Client–server architecture with lightweight web-based protocols that mediate requests for metadata and data subsetting. Servers export dataset descriptions that can be consumed by client libraries in environments including MATLAB, Python (programming language), R (programming language), IDL, and ArcGIS; server implementations have been deployed on infrastructure provided by Amazon Web Services, Google Cloud Platform, and institutional clusters at SDSC, NCAR, and NERSC. The protocol defines endpoints for dataset discovery, constraint expressions for slicing arrays, and binary/ASCII encodings to serve data efficiently to consumers such as ESRI, QGIS, and Panoply. The architecture influenced or was integrated with standards from Open Geospatial Consortium and linked with metadata frameworks like ISO 19115 and Dublin Core.

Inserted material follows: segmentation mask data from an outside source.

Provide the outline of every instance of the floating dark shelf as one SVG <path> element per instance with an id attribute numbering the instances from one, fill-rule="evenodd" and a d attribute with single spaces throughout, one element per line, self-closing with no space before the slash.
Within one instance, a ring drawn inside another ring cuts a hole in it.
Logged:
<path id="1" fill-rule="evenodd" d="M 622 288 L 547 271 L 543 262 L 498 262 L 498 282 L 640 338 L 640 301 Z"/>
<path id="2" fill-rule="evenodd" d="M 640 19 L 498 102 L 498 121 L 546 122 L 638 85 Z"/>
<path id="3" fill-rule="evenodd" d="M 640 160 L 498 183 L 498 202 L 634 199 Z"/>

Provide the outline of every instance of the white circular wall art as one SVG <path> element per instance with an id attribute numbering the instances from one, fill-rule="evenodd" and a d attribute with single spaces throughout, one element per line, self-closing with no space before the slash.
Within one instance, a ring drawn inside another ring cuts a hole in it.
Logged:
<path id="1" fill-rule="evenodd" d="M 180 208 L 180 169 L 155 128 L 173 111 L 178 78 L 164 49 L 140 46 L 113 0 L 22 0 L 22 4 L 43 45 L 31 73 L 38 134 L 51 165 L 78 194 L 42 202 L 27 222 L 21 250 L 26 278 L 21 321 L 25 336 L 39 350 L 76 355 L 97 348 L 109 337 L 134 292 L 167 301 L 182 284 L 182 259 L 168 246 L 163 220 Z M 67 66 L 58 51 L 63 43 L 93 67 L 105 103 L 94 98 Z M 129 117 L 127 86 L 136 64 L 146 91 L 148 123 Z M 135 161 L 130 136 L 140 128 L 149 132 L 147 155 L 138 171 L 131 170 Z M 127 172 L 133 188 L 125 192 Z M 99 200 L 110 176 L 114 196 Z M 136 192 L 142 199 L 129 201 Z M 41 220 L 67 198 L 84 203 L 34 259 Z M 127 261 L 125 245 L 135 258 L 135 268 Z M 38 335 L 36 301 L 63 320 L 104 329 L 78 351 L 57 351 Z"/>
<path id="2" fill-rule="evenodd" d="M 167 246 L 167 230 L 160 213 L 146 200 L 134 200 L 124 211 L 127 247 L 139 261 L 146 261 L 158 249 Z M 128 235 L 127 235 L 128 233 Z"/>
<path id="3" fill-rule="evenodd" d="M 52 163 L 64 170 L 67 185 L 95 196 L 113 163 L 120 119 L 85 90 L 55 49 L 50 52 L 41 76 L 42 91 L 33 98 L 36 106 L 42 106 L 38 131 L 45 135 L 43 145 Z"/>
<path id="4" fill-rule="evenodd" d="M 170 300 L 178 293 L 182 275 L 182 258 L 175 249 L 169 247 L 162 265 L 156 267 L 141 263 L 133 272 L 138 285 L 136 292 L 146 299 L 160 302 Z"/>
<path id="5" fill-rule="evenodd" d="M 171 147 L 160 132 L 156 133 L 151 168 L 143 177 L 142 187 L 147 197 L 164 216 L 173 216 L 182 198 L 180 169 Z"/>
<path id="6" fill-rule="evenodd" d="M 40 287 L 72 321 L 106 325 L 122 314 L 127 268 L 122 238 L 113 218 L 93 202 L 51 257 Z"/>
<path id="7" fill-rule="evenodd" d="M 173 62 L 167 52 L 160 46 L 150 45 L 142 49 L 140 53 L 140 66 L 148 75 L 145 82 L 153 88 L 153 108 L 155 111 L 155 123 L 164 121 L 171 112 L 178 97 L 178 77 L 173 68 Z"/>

Multiple server and client implementations exist in languages and toolchains used at institutions including NOAA, NASA, European Space Agency, and Scripps Institution of Oceanography. Open-source server projects have been packaged for deployment on platforms such as Apache HTTP Server and NGINX and bundled in analysis tools like THREDDS Data Server and ERDDAP. Client libraries and bindings are available for C++, Java (programming language), Python (programming language), Fortran, and R (programming language), and integration plugins exist for science portals run by ESIP Federation, Pangeo, and DataONE.
Supports array-oriented and gridded data models common to oceanography, atmospheric science, and remote sensing communities. Compatible formats and encodings include Network Common Data Form, netCDF Classic, netCDF-4, HDF5, GRIB, and plain binary arrays used by projects at NOAA, ECMWF, NASA, and USGS. The protocol exposes metadata structures that map to standards like CF (Climate and Forecast) metadata conventions and ISO 19115, enabling integration with catalogs maintained by Global Change Master Directory and repositories at National Centers for Environmental Information.
Widely used for remote subsetting and streaming of large observational and model datasets in scientific workflows at institutions such as Scripps Institution of Oceanography, NOAA, NASA, NCAR, and UCAR. Common applications include serving gridded forecasts from European Centre for Medium-Range Weather Forecasts, delivering satellite products produced by European Space Agency and NASA, and providing in situ arrays from observing systems like Argo (oceanography), GO-SHIP, and Global Ocean Observing System. It is embedded in analysis chains for climate model intercomparison projects such as Coupled Model Intercomparison Project and operational forecasting systems at Met Office and NOAA.
Deployments must balance open access with controls used by institutions like NOAA, NASA, and European Space Agency; common practices include HTTPS/TLS termination via Let's Encrypt or institutional certificate authorities and authentication integrated with identity providers including ORCID, InCommon, and Globus. Performance strategies used by sites such as NERSC, SDSC, and NCAR include server-side caching, HTTP range requests, compression, and parallel data streams to accommodate high-throughput clients used by ESRI, Pangeo, and Google Cloud Platform. Security policies at data centers like NOAA and NASA often combine network controls, logging, and role-based access via systems such as OAuth 2.0 and institutional single sign-on federations.